2. Never let the muzzle cover (point at) anything which you are not willing to destroy
3. Keep your finger OFF the trigger and out of the trigger guard until ready to shoot
4. Always know your target and beyond
I talk about those rules a little. I explain that rule 1 is the most important. The other 3 rules are in support of rule 1:
“Why do you keep your finger off the trigger until you’re ready to shoot?” “Because rule 1.”
“Why do you keep rule 2?” “Because of rule 1.”
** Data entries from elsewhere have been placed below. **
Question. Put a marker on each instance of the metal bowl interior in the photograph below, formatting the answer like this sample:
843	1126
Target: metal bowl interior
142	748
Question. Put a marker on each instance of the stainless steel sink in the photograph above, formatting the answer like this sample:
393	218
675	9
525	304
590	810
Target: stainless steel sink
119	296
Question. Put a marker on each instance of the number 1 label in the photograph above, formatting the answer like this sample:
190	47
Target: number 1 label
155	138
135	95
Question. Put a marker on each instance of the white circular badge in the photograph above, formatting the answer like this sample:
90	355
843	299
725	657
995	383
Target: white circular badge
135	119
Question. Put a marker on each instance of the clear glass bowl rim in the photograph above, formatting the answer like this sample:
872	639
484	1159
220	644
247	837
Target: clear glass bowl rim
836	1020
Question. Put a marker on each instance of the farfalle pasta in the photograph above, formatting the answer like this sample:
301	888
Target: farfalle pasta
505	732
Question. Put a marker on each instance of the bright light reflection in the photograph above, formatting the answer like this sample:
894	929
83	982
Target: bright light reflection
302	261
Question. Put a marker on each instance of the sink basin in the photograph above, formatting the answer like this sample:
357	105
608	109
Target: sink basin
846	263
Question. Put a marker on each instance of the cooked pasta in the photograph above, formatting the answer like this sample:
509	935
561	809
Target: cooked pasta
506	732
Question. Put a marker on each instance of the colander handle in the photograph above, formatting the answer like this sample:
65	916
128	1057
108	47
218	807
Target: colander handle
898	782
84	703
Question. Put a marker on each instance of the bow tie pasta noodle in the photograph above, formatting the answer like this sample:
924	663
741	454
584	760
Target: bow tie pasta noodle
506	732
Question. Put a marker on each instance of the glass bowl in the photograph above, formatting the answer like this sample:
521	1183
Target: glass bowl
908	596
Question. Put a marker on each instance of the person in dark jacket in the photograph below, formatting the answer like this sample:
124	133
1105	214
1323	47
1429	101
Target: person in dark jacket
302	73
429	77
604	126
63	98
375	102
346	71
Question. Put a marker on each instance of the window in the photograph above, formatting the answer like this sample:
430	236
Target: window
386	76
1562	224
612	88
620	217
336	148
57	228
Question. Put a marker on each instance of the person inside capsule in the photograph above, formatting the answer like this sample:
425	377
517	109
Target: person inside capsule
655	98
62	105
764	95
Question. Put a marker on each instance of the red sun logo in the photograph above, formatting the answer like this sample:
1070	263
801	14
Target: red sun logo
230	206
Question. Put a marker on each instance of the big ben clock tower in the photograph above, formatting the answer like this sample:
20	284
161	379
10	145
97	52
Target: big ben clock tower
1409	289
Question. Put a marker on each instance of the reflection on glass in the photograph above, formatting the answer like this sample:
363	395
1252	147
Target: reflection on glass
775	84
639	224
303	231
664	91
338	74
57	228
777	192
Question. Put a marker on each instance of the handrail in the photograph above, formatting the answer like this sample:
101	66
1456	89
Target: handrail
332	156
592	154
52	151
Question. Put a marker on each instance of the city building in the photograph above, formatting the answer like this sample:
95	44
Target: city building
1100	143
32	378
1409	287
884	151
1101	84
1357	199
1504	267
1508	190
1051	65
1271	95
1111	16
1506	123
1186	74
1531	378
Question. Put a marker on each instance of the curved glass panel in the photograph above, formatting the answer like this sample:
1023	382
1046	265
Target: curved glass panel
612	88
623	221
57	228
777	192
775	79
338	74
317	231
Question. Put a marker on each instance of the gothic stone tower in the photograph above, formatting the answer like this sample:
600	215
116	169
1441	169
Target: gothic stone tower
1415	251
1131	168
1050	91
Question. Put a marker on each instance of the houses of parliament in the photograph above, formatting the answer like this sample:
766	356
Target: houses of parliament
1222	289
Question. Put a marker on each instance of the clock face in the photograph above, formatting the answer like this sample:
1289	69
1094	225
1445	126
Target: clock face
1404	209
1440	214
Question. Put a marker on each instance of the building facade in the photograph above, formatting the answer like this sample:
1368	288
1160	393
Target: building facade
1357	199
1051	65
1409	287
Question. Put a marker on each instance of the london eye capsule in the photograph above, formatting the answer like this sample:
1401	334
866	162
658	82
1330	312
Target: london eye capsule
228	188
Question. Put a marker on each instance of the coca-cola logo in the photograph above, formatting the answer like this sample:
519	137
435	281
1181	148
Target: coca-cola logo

Then randomly through the class I “quiz” students on the rules. I make sure that during that class they know, and follow, all 4 rules. Some instructors add rules to this. I do not. I want to keep it as simple as possible so they can actually remember and apply these rules. I have certain policies that I emphasize. Use the proper ammo. Maintain your guns. Never shoot and drink. Use eye and ear protection always. These are some of the policies I use and some can be linked to the safety rules. “Always keep your weapon pointed downrange because of what rule?...”
“Rule 1 and 4.”
To help them to understand the seriousness of the rules I give what I call the “3 Strikes plus.” I will give you 3 infractions of the rules, after the 3rd you’re out of the class. The plus is up to the range safety officer or instructor. If I deem your violation to be of such serious disregard or negligence, you may be asked to leave right away without discussion. Generally, rules 2 and 3 are the ones that are broken, which of course breaks rule 1. If I see someone breaking a rule with total disregard for their or their fellow students I will expel. I’m not a jerk about it, and I’m not crazy strict, but sometimes you see people who are adults, and I know they know better, being stupid and dangerous. In my time of instructing I’ve only ousted two people for not being safe. Only a few more have received 2 strikes, and many have received 1 strike. Of the 2 expelled, 1 thought they knew it all and the other just didn’t care. I was actually caught once breaking rule 3. In my defense I had been handed a gun unsafely and was trying to manipulate it to be safe.
I try to inject as much humor as I can into the class. I’m serious when it is serious but having a professional humor puts people at ease and makes them want to stay.
Being an instructor of something that enables others to take care of themselves is very fulfilling.
If you're interested in becoming an instructor contact the NRA. They have a very thorough training program for instructors.